To a certain reading, this is user-centric: it’s increasing the size of the audience pool beyond that of shared language speakers and readers to the entire literate human race. This is an important point to acknowledge, because every silver lining has its cloud.
It's not about being mandatory. It's about having a privileged position and using it to extract value from people.
The nature of network effects is such that once a site gets as big as reddit (or facebook or tiktok or whichever), it's nearly impossible for competition to take over in the same design space.
Many communities (both small and large) are only present on specific platforms (sometimes only one) and if you want to participate you have to accept their terms or exclude yourself socially.

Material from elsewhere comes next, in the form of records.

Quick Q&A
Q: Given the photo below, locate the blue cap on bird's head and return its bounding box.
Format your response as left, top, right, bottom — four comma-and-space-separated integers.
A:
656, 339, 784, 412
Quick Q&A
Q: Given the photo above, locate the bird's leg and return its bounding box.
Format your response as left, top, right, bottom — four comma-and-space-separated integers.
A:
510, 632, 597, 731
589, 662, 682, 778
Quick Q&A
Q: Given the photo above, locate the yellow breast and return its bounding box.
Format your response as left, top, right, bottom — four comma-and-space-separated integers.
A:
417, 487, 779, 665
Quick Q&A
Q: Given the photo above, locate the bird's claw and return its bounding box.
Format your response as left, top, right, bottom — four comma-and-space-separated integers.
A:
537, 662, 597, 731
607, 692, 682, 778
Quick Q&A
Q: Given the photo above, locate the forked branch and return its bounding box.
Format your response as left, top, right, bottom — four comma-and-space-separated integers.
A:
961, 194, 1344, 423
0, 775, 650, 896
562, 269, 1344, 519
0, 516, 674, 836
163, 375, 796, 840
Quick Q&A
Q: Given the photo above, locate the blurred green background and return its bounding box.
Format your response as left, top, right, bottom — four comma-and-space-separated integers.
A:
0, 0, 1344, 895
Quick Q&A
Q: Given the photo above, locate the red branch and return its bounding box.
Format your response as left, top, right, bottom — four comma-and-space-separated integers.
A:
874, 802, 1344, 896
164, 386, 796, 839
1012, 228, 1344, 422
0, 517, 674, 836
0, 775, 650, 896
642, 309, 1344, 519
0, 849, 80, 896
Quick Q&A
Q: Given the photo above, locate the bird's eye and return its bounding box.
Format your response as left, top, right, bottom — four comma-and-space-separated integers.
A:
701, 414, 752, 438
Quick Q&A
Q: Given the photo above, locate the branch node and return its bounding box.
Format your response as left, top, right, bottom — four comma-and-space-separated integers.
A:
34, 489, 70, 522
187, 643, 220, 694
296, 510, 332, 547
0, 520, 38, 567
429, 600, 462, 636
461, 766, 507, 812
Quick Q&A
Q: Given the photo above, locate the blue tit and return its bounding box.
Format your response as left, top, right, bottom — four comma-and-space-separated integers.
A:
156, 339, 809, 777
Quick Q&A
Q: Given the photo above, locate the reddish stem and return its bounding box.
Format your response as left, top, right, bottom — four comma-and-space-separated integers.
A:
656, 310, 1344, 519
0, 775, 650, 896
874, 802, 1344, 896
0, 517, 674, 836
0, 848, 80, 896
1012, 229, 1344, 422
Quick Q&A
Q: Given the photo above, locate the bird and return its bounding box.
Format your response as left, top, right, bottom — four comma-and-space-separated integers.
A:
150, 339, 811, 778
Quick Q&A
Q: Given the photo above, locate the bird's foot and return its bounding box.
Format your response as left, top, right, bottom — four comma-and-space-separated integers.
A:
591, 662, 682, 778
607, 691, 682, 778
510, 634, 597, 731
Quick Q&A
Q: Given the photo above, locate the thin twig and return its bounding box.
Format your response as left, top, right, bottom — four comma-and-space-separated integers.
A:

If they have a privileged position, it is earned and freely given. No one is obligated to use the site. The issue is more one of the commons being enclosed and encircled by corporate interests, and then branded and commodified. Once the deed is done, there is no reason for folks to leave, because everyone they know is there.
Most communities on Reddit that I’d care to be a part of have additional places to gather, but I do take your point that there are few good alternatives to r/jailbreak, for example.
The host always sets its own rules. How else could anything actually get done? The coordination problem is hard enough as it is. It’s a wonder that social media exists at all.
Gatekeepers will always exist adjacent to the point of entry, otherwise every site turns extremist and becomes overrun with scammers and spammers.